Thursday, September 02, 2004


John Kerry is fighting back. It’s key. His timing feels right. Lots of D’s have been nervous about JK’s reticence. Waiting to upstage Bush makes sense to me. Waiting for them to take the first swing makes sense. Here’s hoping 50% of the voters agree with me -- I’ll be the +1.

(Oh, right, Electoral College, wait. Well, you get my meaning.)

Excerpt: “The vice president even called me unfit for office last night. I guess I'll leave it up to the voters whether five deferments makes someone more qualified to defend this nation than two tours of duty.

“Let me tell you what I think makes someone unfit for duty. Misleading our nation into war in Iraq makes you unfit to lead this nation. Doing nothing while this nation loses millions of jobs makes you unfit to lead this nation. Letting 45 million Americans go without healthcare makes you unfit to lead this nation. Letting the Saudi Royal Family control our energy costs makes you unfit to lead this nation. Handing out billions of government contracts to Halliburton while you're still on their payroll makes you unfit.
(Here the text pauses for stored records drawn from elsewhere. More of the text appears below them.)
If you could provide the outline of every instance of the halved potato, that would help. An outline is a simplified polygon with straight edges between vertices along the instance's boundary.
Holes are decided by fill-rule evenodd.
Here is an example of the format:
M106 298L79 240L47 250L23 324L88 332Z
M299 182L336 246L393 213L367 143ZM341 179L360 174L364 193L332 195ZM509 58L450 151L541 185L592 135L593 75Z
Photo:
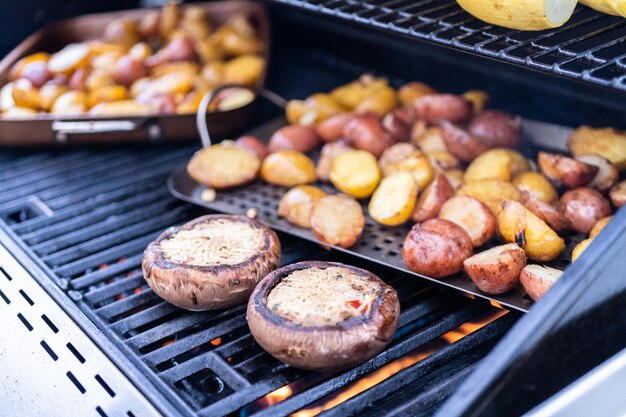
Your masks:
M573 227L570 219L559 213L553 205L536 199L526 191L522 191L521 203L541 220L546 222L556 233L566 232Z
M494 214L498 214L504 200L521 199L521 194L510 182L494 179L470 181L461 186L457 195L467 195L485 203Z
M383 175L411 173L420 190L426 188L434 175L428 157L410 143L397 143L387 148L380 157L379 164Z
M448 151L426 152L430 165L436 171L449 171L461 168L461 161Z
M554 203L559 195L550 182L539 172L522 172L513 178L513 185L544 203Z
M461 94L461 97L472 103L474 113L481 113L489 102L489 94L482 90L469 90Z
M596 190L586 187L563 194L557 209L572 222L578 233L589 233L599 220L611 215L609 201Z
M335 142L343 137L343 129L352 120L354 113L341 113L329 117L315 126L324 142Z
M392 111L397 104L398 101L394 89L389 86L381 86L371 90L368 96L354 107L354 111L358 113L373 113L383 117Z
M328 94L317 93L306 100L291 100L285 109L289 123L311 126L346 111Z
M345 194L327 195L313 204L311 231L330 245L349 248L361 237L365 216L361 205Z
M335 157L330 169L330 182L340 191L355 198L372 195L381 174L374 155L367 151L347 151Z
M420 193L411 219L419 223L437 217L443 203L452 196L454 196L454 188L446 176L436 174L428 187Z
M320 143L321 139L315 129L308 126L287 125L274 132L267 149L270 152L287 149L310 152Z
M313 161L302 152L293 150L269 154L261 165L261 178L283 187L310 184L317 179Z
M620 181L611 188L609 192L611 202L617 208L626 204L626 180Z
M61 97L59 97L57 102L61 99ZM56 106L56 102L54 104ZM89 110L89 114L92 116L144 116L152 113L152 107L147 104L139 103L135 100L119 100L108 103L100 103Z
M516 243L496 246L463 262L471 280L487 294L502 294L514 288L525 266L526 254Z
M405 223L413 214L417 182L409 172L394 172L382 179L369 203L372 219L385 226Z
M201 184L223 189L254 181L260 166L254 152L217 144L196 152L187 164L187 172Z
M539 152L539 169L543 175L567 188L584 187L594 179L598 167L555 153Z
M398 98L404 106L408 106L422 96L435 93L436 91L429 85L420 82L410 82L400 87L398 90Z
M419 123L415 123L411 131L411 143L424 152L448 151L439 126L422 129Z
M376 158L395 143L380 117L372 113L357 114L345 125L343 136L350 146L368 151Z
M598 167L598 173L587 184L588 187L606 194L619 181L619 171L608 159L598 155L581 155L577 156L576 159Z
M463 123L472 117L472 103L454 94L427 94L413 102L418 119L428 123L446 120Z
M317 178L321 181L328 181L330 176L330 170L333 166L333 161L335 158L342 153L347 151L354 150L351 146L348 146L344 141L336 141L329 142L322 146L322 151L320 152L320 159L317 161L317 167L315 168L315 172L317 173Z
M82 91L68 91L61 94L52 104L53 114L75 115L87 110L87 94Z
M520 282L528 296L537 301L562 275L563 271L560 269L545 265L526 265L522 269Z
M456 191L463 185L464 172L461 169L451 169L449 171L441 171L446 177L452 188Z
M69 75L76 68L89 62L91 47L86 43L71 43L50 57L48 71L53 74Z
M622 131L581 126L570 136L568 146L574 156L596 154L620 171L626 169L626 133Z
M551 261L563 252L565 241L521 203L506 200L498 214L498 230L504 241L517 243L533 260Z
M494 179L510 181L512 161L507 152L491 149L480 154L465 170L464 181Z
M607 224L613 219L613 216L606 216L600 220L591 228L591 232L589 232L589 237L594 238L606 227Z
M522 139L522 118L503 111L487 110L476 115L467 130L489 146L516 148Z
M578 245L576 245L576 247L572 251L572 262L576 262L576 260L580 257L580 255L583 254L585 249L587 249L592 241L593 238L590 237L589 239L582 240Z
M461 226L475 248L488 242L496 233L495 216L489 207L473 197L452 197L441 206L439 218Z
M482 139L470 135L464 129L448 121L439 124L446 149L463 162L470 162L489 150L490 146Z
M311 227L313 204L326 193L311 185L298 185L287 191L278 204L278 214L296 226Z

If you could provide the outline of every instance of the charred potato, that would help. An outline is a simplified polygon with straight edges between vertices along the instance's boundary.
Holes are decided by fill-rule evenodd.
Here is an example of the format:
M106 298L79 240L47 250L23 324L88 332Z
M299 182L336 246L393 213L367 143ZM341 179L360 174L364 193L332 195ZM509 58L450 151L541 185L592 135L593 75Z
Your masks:
M452 188L446 176L436 174L428 187L420 193L415 203L411 220L419 223L437 217L441 206L452 196L454 196L454 188Z
M9 73L9 79L15 81L19 78L30 81L33 87L39 88L50 79L48 60L50 55L46 52L38 52L28 55L17 61Z
M418 185L410 172L394 172L382 179L369 203L372 219L385 226L405 223L413 214Z
M591 188L577 188L561 196L557 205L559 212L567 217L578 233L589 233L602 218L611 215L606 198Z
M91 47L86 43L71 43L50 57L48 71L69 75L89 63Z
M194 180L215 189L236 187L254 181L260 159L247 149L213 145L195 153L187 165Z
M372 113L383 117L385 114L392 111L397 104L396 92L393 88L381 86L372 89L368 96L354 107L354 111L357 113Z
M552 204L559 198L552 184L539 172L522 172L513 179L513 185L544 203Z
M76 115L87 110L87 94L82 91L68 91L54 100L52 114Z
M415 114L428 123L463 123L472 117L472 103L454 94L427 94L413 102Z
M461 226L475 248L484 245L496 233L495 216L489 207L473 197L452 197L441 206L439 218Z
M387 148L381 155L379 164L383 175L410 173L420 190L426 188L435 173L428 157L410 143L397 143Z
M452 186L452 189L454 189L455 191L457 191L463 185L463 170L451 169L450 171L441 171L441 174L446 177L446 179Z
M578 161L598 167L598 173L587 186L606 194L619 181L619 171L608 160L598 155L577 156Z
M343 131L353 117L354 113L342 113L331 116L318 123L315 130L324 142L338 141L343 138Z
M472 103L474 113L481 113L487 103L489 103L489 94L482 90L470 90L464 92L461 97Z
M411 136L411 128L415 120L413 107L399 107L383 117L383 127L394 142L406 142Z
M354 148L346 145L344 141L330 142L322 146L320 159L317 162L317 167L315 168L317 178L321 181L328 181L334 159L342 153L350 150L354 150Z
M537 217L546 222L556 233L571 230L572 222L549 203L536 199L532 194L522 191L521 203Z
M278 214L289 223L308 229L311 227L313 204L326 193L310 185L298 185L287 191L278 204Z
M361 205L344 194L327 195L313 204L311 231L320 241L349 248L359 240L365 227Z
M415 126L419 126L418 123ZM423 130L414 128L411 132L411 142L424 152L448 151L439 126Z
M255 138L254 136L242 136L237 139L235 143L240 148L244 148L254 152L261 161L265 159L265 157L269 153L267 150L267 146L265 146L265 144L261 142L259 138Z
M594 129L581 126L569 139L574 156L600 155L611 161L620 171L626 169L626 134L616 129Z
M496 215L500 212L504 200L519 201L522 197L510 182L493 179L467 182L456 193L482 201Z
M494 179L510 181L512 161L507 152L502 149L491 149L480 154L465 170L464 181Z
M537 301L561 278L563 271L544 265L526 265L520 282L528 296Z
M516 148L522 138L522 119L502 111L487 110L475 116L467 129L470 135L490 147Z
M233 84L255 84L261 79L265 60L257 55L240 55L224 64L224 82Z
M617 208L626 204L626 180L620 181L611 188L609 192L611 202Z
M398 90L398 99L402 105L409 106L418 98L429 94L436 94L436 91L424 83L411 82L400 87Z
M446 149L452 155L463 162L471 162L483 152L489 150L489 145L482 139L470 135L468 132L450 122L443 121L441 127L441 137L446 145Z
M602 229L604 229L606 225L609 224L611 219L613 219L613 216L606 216L598 220L598 222L594 224L593 227L591 228L591 231L589 232L589 237L590 238L596 237L602 231Z
M283 187L310 184L317 179L313 161L302 152L293 150L269 154L261 165L261 178Z
M404 240L402 259L413 272L443 278L459 272L472 252L472 241L463 228L430 219L413 226Z
M366 151L347 151L333 159L330 182L355 198L372 195L381 179L376 158Z
M584 187L598 173L598 167L564 155L539 152L539 169L549 180L567 188Z
M582 240L574 250L572 251L572 262L576 262L576 260L583 254L583 252L587 249L587 247L593 242L593 238Z
M350 120L343 136L350 146L361 149L379 158L394 144L394 140L383 127L380 118L374 114L359 114Z
M61 97L59 97L59 100L61 99ZM154 110L151 106L137 102L135 100L119 100L111 101L108 103L100 103L89 110L90 116L110 117L119 117L125 115L145 116L152 113L154 113Z
M496 246L463 262L471 280L487 294L502 294L513 289L525 266L526 254L515 243Z
M321 140L315 129L307 126L290 125L281 127L270 138L268 150L276 152L281 150L294 150L309 152L317 148Z
M328 94L313 94L306 100L291 100L287 103L286 115L289 123L305 126L316 125L345 112L345 108Z
M528 258L547 262L565 249L565 241L521 203L506 200L498 214L498 230L505 242L517 243Z
M461 161L448 151L426 152L430 165L436 171L450 171L461 168Z

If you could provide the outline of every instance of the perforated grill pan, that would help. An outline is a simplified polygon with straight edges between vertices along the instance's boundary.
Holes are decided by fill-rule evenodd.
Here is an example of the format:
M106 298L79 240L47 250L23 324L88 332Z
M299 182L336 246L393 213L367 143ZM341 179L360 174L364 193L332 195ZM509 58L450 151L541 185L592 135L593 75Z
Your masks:
M249 132L249 134L267 141L272 133L284 125L285 121L281 118L269 122ZM570 133L571 130L565 127L525 120L524 143L526 149L524 149L524 152L527 156L534 156L538 149L566 152L567 138ZM317 156L313 155L313 159ZM329 184L320 183L318 185L325 191L337 192ZM310 230L296 227L278 215L278 203L288 190L285 187L257 181L245 187L219 191L214 201L206 202L201 198L201 194L206 187L198 184L187 174L186 164L177 167L172 172L168 178L167 186L175 197L210 210L222 213L244 214L249 209L255 208L257 210L257 218L267 223L270 227L306 240L319 242ZM409 271L402 260L402 243L411 228L411 224L399 227L383 226L369 217L367 204L365 203L363 203L363 211L366 217L366 225L363 236L357 244L349 249L333 247L334 249L408 272L416 278L455 288L471 297L488 299L493 304L504 308L526 312L531 307L532 300L528 298L523 288L519 285L505 294L493 296L480 291L464 272L443 279L435 279ZM571 262L572 250L583 238L584 236L578 235L568 236L566 238L568 242L567 248L563 254L556 260L548 263L548 265L564 269ZM492 243L494 246L496 244ZM486 248L481 248L481 250L484 249Z

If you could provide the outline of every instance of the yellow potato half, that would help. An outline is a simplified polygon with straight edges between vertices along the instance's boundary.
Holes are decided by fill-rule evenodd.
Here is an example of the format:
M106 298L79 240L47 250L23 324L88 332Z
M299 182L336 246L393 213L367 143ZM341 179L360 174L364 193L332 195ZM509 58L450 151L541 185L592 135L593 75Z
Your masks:
M372 195L380 182L376 157L367 151L347 151L333 160L330 182L354 198Z
M408 172L386 176L372 195L372 219L386 226L398 226L411 217L417 198L417 182Z

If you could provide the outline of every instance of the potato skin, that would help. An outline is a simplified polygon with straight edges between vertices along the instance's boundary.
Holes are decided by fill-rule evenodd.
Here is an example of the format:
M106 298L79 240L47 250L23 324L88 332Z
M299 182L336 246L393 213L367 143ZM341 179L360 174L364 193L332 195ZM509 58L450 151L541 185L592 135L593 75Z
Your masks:
M343 130L353 118L353 113L337 114L318 123L315 130L322 141L334 142L343 137Z
M310 184L316 180L315 165L302 152L278 151L263 160L261 178L283 187Z
M622 131L581 126L572 133L568 146L574 156L596 154L620 171L626 169L626 133Z
M609 192L611 202L617 208L626 204L626 180L620 181L611 188Z
M600 219L611 215L611 206L602 194L586 187L563 194L557 209L572 222L574 230L585 234L589 233Z
M520 192L510 182L494 179L470 181L461 186L457 195L468 195L485 203L493 214L498 214L504 200L519 201Z
M496 246L463 262L471 280L479 290L487 294L502 294L513 289L525 266L526 254L515 243Z
M378 297L367 316L348 319L336 326L303 328L269 311L267 296L284 276L296 270L329 266L350 269L380 284ZM339 369L366 361L391 342L398 327L400 302L393 287L369 271L335 262L299 262L277 269L257 285L250 296L246 317L255 340L278 360L302 369Z
M440 122L441 137L448 152L463 162L471 162L483 152L489 150L489 145L482 139L472 136L462 128L447 122Z
M361 205L345 194L327 195L313 204L311 232L322 242L349 248L359 240L365 227Z
M242 136L235 141L240 148L248 149L256 154L262 161L268 154L267 146L259 138L254 136Z
M339 155L351 150L354 150L354 148L348 146L342 140L329 142L322 146L320 159L317 161L317 167L315 168L317 178L321 181L328 181L330 178L330 170L333 167L333 160Z
M520 274L520 283L528 296L537 301L554 285L563 274L556 268L541 265L526 265Z
M567 217L559 213L552 205L536 199L530 193L522 192L521 203L555 232L561 234L572 229L572 222Z
M347 151L333 159L330 182L354 198L372 195L381 179L376 158L367 151Z
M420 190L426 188L435 173L428 157L410 143L396 143L387 148L378 164L385 176L395 172L409 172Z
M539 152L537 162L543 175L567 188L584 187L598 173L597 166L555 153Z
M395 143L375 114L359 114L350 120L343 129L348 145L368 151L376 158Z
M413 102L418 119L434 124L442 120L463 123L472 117L472 103L454 94L426 94Z
M619 181L619 171L608 159L598 155L581 155L577 156L576 159L598 167L598 173L593 180L587 184L587 187L598 190L606 195L617 181Z
M317 148L320 143L320 137L315 129L308 126L289 125L274 132L270 138L268 150L270 152L282 150L309 152Z
M395 172L382 179L368 206L374 221L385 226L405 223L413 214L418 185L410 172Z
M513 185L544 203L551 204L559 199L552 184L539 172L522 172L513 179Z
M583 252L587 249L587 247L593 242L593 238L582 240L574 250L572 251L572 262L576 262L576 260L583 254Z
M433 181L417 198L411 220L419 223L437 217L443 203L452 196L454 196L454 188L446 176L436 174Z
M196 152L187 164L187 172L201 184L223 189L253 181L260 166L253 152L217 144Z
M472 252L472 241L463 228L430 219L413 226L404 240L402 259L413 272L443 278L459 272Z
M487 110L472 119L468 132L492 147L517 148L522 138L522 119L502 111Z
M298 185L287 191L278 204L278 214L289 223L308 229L311 227L313 204L326 193L311 185Z
M474 248L484 245L496 233L497 221L491 209L473 197L452 197L441 207L439 218L461 226Z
That's the record of George Bush and Dick Cheney. And it's not going to change. I believe it's time to move America in a new direction; I believe it's time to set a new course for America.”


Harry Nilsson’s magnificent cover of Ike & Tina’s “River Deep Mountain High” tonight -- he loves but doesn’t identify with Tina’s rag-doll loving protagonist -- with Tina, “I” loved that ragdoll; with Harry, “she” loved that ragdoll. Common practice in Tin Pan Alley and in rock, though rock isn’t built on covers nearly as much as the earlier style.

Interesting -- the country/folk Carter Family to Woody to Dylan lineage was different. Maybelle Carter sang many songs from the male point of view, and Woody and Bob (on his debut album of mostly covers) both sang “House of the Rising Son” from the woman’s point of view. The House is a whorehouse, the singer is going back to wear that ball and chain because she has no other way to make a living. And it’s hell -- please tell my baby sister not to do what I have done, but shun that house in New Orleans they call the Rising Son. The Animals’ rockhit version makes no sense, really -- the male protagonist is . . . a sex addict? OK, it’s possible, but not nearly as compelling or sympathetic. Or, just occurred to me, maybe he’s a male whore, but that feels to risque for ‘60s Top 40 and pre-Velvets rock.

Dylan’s version is terrific.

Relevance to life -- a mark of an appealing lyric.

Lots of Tin Pan Alley / Broadway / Hollywood songs come fitted with a male lyric and a female lyric. Only song I know that comes with different words depending on the color of the singer, Harry Warren and Al Dubin’s “Lulu’s Back in Town.”

White version: “you can tell all my pets / all my blondes and brunettes”

Fats Waller’s version: “you can tell all my pets / all my Harlem coquettes.”

Harry couldn’t have loved a ragdoll, and Fats knew there would have been trouble if he’d talked about his blondes and brunettes. But Woody and Bob and Mother Maybelle, they were comfortable.